Nick Minchin (SA, Liberal Party, Minister for Finance and Administration) Share this | Link to this | Hansard source
I thank very much my South Australian colleague in the Senate Senator Ferguson for his question. I point out that for a long time now the opposition leader and shadow Treasurer have been saying that the Labor Party economic policy is exactly the same as the government’s—not a sliver of light between them. Of course, we are flattered by this comparison. I think it is an acknowledgement that the Australian economy is very strong—16 years of continuous growth, unemployment at record lows, real wages rising and low inflation.
But Labor’s problem, of course, is that it cannot claim to have the same policy as the government and at the same time find fault with individual aspects of the economics of the country, especially given the focus which the Labor Party puts on things such as high house prices and skills shortages, which are a product of a very strong economy. You cannot claim to have the same economic policies as the coalition when you have opposed every single economic reform that we have put to the parliament. You cannot simultaneously claim to have the same economic policy as the government while you have the ACTU’s industrial relations policy.
The Labor Party does not seem to understand that workplace policy is an arm of economic policy. If you embrace the ACTU position then the Labor Party, by definition, wants to take us way back to the pre-Keating era of centralised union dominated pattern bargaining, inflexible one-size-fits-all rules applied across the economy and the disastrous reintroduction of unfair dismissal laws at the level of small business. Whether or not Labor like it, the ACTU policy, which they have pledged to introduce, is an economic policy and a very bad policy for this country.
Last Friday the respected and independent economic analyst Econtech released an assessment of the impact on the Australian economy by returning to a pre-Keating system of industrial relations, as the Labor Party proposes. Econtech found that, by 2011, just four years from now, real GDP would be 4.8 per cent lower because the economy would grow at only about half the rate that it is growing under existing policy. In four years time, every Australian would be an average of $2,700 a year poorer than they would be under a continuation of current policy. There would be $11 billion less in business investment—
Nick Minchin (SA, Liberal Party, Minister for Finance and Administration) Share this | Link to this | Hansard source
They do not like to hear this, of course, as you can tell by the interruptions. There would be 316,000 fewer jobs, resulting in a rise in unemployment, and there would be inflation, hitting an annual rate of five per cent by 2009. This would force interest rates higher, by some 1.4 percentage points above the levels under existing policy. In other words, interest rates would be higher under the Labor Party than they are under us. A household with a mortgage of $300,000 would be paying $273 a month more in repayments under Labor. Real wages would be $787 a year lower under the policy of the Labor Party than they would be under a continuation of our policy.
This is the real hip-pocket impact of Labor’s ACTU workplace relations policy.
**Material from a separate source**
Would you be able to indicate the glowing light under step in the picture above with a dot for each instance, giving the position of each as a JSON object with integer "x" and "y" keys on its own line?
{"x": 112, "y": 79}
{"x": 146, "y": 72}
Australian families clearly would face lower wages, higher unemployment, higher inflation and higher interest rates. And that should not come as any surprise because we have seen it all before. This is exactly what happened when we had the pre-Keating industrial relations policy under the Labor Party. We had real wages not growing at all, inflation averaging five per cent, unemployment peaking at 10 per cent and interest rates at 17 per cent. So we have seen from real experience what Labor’s policy would be like. Econtech simply reasserts that that is what will happen if Labor get back in and the Greens allow them to introduce this terrible policy. It shows that you cannot go on pretending that you have the same economic policy as us when your ACTU-inspired workplace relations policy will cause so much damage to the Australian economy.